How Treatment Works At Stage 4

This is essentially the situation that is reached when a patient has Stage 4 cancer, which means the disease has spread to other parts of the body; in that case, the ultimate prognosis is not good but with the right treatment they may survive for years. Faced with a terminal situation, the issue of how private cancer treatment can incorporate palliative care is a matter that can be approached in a range of ways. A series of issues must be considered. These include the issue of at what point treatment should be reduced or even stopped altogether so a patient can avoid suffering side effects and, if hospitalised, return home for their final days or weeks in familiar surroundings and the company of their loved ones, with limited treatment such as pain relief. However, this applies to what is known as ‘end-of-life care’. Before that point is reached, many of the treatments that might have been used to fight the cancer at an earlier stage in the hope of beating it could still have a role in longer-term palliative care. These can include chemotherapy, radiotherapy, hormonal treatments, targeted drugs, surgery and more, with a range of benefits helping increase the patient’s quality of life. Cancer Research UK highlights the benefit of treatments like this including tumour shrinkage to reduce the pressure on nerves, which will mean less pain. Even if the tumour cannot be eliminated, it can still be held back.  

Not Just About Delaying The Inevitable

This may sound like a case of ‘delaying the inevitable’, but in a wider context so is everything we do to stay alive. All of us will die at some stage and as we get older millions will take medicine to prolong life and improve its quality in the face of a range of diseases. In the case of palliative care for cancer, it is about specific treatments to hold back a particular killer. Of course, there was a time when such treatment would not have been available and death would have come sooner and with far less mitigation of suffering. Now, there is much debate about just how much people should do to prolong life now the means are there to do so.  

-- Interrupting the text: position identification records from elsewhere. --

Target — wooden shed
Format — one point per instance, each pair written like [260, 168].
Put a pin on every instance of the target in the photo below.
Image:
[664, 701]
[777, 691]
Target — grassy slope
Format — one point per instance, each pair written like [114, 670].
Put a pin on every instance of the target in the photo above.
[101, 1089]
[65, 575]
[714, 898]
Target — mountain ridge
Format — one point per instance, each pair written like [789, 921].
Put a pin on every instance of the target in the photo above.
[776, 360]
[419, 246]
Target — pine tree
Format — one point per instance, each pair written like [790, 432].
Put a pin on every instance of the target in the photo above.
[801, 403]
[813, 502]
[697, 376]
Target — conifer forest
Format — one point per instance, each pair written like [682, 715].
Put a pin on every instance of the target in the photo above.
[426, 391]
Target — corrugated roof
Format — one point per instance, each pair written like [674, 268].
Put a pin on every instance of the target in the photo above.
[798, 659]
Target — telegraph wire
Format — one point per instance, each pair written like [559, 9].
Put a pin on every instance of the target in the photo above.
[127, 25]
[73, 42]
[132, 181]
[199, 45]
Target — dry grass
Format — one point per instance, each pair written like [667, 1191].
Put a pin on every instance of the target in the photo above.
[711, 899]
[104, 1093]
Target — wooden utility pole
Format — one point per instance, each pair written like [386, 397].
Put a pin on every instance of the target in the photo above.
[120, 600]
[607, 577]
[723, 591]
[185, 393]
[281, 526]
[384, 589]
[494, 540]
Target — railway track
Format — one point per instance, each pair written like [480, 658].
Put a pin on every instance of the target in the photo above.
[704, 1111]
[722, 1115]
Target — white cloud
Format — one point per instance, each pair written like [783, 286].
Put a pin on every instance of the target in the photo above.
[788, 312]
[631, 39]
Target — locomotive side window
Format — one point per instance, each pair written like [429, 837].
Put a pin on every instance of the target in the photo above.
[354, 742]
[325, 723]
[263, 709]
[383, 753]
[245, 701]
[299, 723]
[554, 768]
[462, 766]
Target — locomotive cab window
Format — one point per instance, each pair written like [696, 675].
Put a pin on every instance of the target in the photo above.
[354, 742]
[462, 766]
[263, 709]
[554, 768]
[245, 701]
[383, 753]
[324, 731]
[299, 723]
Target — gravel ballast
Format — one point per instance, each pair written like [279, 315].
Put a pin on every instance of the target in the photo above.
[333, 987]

Why Assisted Dying Debate May Be Misleading

Much of the discourse about this has centred on the argument that Britons should be allowed to deliberately end their lives early - so-called ‘assisted dying’ - as is permitted in countries such as Belgium, Switzerland and Canada. Broadcaster Dame Esther Rantzen, who has stage 4 lung cancer, has recently been campaigning for the UK to follow suit. While there are strong opinions on both sides of the debate and opinion polls show the majority of the UK public would support such a development, the debate may somewhat muddy the waters on palliative care. Arguments for assisted dying inevitably emphasise the suffering a patient will endure at the end, not how much more quality life may be possible. The fact is that there is far more that can be done to alleviate suffering for those with Stage 4 cancer than some might understand. Wider knowledge of this would not necessarily shift public opinion radically - Dame Esther will be aware of it in her personal situation and that has not been persuasive for her - but it can give much assurance for those potentially facing this situation themselves and who would rather be helped to live as long as they can than to depart sooner.